En revanche, les écoles / universités sont toujours fermées ainsi que les nombreux centres d’études pour les cours du soir. Les transports sont très limités. Il y a un vol par jour de / pour Saigon à l’aéroport de Hué. Toutes les frontières extérieures sont fermées. Le prix de l’essence a fortement baissé, 11.000 vnd, soit 44 centimes d’euros le litre !


« Toujours porter correctement un masque pour lutter efficacement contre le Covid 19 »

Le port du masque est toujours obligatoire dans les endroits publics, comme les grandes surfaces.

Mais le Vietnam est préoccupé par la résurgence du virus chez certaines personnes guéries une premiere fois. En effet, quelques jours après leurs sorties de l’hôpital, ces patients ont été testés à nouveau positives. Ce constat, identique à ceux faits en Europe, ne laisse rien augurer de bons et fait craindre une deuxième vague de contamination…


« Ne laissez pas l’épidémie du Covid 19 se propager dans la communauté »

16 avril 2020: le Vietnam déconfine !

Le confinement général du pays a duré 2 semaines. Pendant ce temps, tous les magasins hors alimentaires ont du fermer. On pouvait continuer à sortir, mais dans la pratique, les rues étaient très calmes. Le port du masque était obligatoire et son absence était sanctionnée par une amende.

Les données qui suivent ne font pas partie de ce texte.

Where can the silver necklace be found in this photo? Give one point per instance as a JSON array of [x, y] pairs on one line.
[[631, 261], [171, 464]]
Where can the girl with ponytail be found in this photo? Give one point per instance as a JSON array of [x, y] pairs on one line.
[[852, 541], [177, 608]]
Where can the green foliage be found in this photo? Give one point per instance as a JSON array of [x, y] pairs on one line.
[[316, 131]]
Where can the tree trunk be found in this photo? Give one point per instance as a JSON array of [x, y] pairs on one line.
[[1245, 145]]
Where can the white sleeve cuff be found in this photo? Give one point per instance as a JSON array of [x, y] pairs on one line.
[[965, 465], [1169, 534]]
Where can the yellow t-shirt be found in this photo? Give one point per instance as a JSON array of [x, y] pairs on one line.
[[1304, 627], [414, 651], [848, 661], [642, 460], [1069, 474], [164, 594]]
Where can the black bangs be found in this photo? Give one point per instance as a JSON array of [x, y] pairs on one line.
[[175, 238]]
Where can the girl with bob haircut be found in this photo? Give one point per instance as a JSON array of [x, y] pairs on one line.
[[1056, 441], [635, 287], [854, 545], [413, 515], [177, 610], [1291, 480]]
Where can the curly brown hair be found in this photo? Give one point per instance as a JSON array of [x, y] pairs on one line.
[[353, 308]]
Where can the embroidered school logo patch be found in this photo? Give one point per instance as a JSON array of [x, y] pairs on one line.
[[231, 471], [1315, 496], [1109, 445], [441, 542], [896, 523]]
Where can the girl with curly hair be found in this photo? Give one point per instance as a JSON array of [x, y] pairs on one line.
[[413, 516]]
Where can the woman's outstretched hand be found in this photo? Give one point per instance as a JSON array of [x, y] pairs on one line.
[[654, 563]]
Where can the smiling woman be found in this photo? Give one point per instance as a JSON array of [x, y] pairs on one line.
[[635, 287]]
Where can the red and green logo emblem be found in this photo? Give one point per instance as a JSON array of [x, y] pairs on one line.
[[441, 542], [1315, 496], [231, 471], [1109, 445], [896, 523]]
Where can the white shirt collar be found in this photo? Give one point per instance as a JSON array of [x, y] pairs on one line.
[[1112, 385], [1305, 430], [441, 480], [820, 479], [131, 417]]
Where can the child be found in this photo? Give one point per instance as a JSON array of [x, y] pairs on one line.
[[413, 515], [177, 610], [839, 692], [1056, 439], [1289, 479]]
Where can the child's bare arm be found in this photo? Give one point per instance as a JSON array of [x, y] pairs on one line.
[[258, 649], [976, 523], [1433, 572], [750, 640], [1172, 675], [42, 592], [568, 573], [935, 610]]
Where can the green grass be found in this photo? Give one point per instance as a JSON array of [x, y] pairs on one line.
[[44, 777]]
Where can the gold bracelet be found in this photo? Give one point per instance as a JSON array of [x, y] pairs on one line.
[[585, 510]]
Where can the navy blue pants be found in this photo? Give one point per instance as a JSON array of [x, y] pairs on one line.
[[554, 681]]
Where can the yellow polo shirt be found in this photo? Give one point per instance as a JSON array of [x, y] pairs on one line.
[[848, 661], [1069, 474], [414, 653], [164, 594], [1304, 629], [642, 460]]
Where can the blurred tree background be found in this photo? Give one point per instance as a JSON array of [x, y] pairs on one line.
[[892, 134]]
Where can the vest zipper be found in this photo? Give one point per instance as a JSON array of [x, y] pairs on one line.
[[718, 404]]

Les hôpitaux se sont mis en oeuvre de bataille, libérant tous les soins non urgents.. mais vue la faiblesse du nombre de cas, les hôpitaux tournent à vide.

Le nombre de cas depuis le début de la crise se monte à 268, sans nouveau cas depuis plusieurs jours, et toujours aucun décès.

En conséquence, les mesures de confinement ont été allégées ce jour pour une grande partie du pays. Hanoi, Danang, Saigon et 9 autres localités restent en confinement assez stricte.

Pour Hué, on retrouve le sourire ! Les boutiques viennent de réouvrir, ce qui donne l’apparence d’une certaine normalité. Il ne faut pas crier victoire trop vite car les lieux de rassemblements sont toujours fermés (écoles, universités, lieux de cultes, cinéma, bars, restaurants, musées etc..). Le port du masque est toujours requis dans les commerces. Dans les rues, toujours calme en raison de la baisse du volume de voitures, et notamment des taxis, un nombre incroyable de gens que l’on ne voyait jamais ont acheté des VTT et font du vélos le soir avant le coucher du soleil. Un vraie revolution !

Les transports continuent d’être en vitesse réduite dans tout le Vietnam. Les vols aériens quotidien entre Hanoi, Danang et Saigon se comptent sur les doigts d’une seule main. Toutes les frontières sont toujours fermées aux personnes physiques.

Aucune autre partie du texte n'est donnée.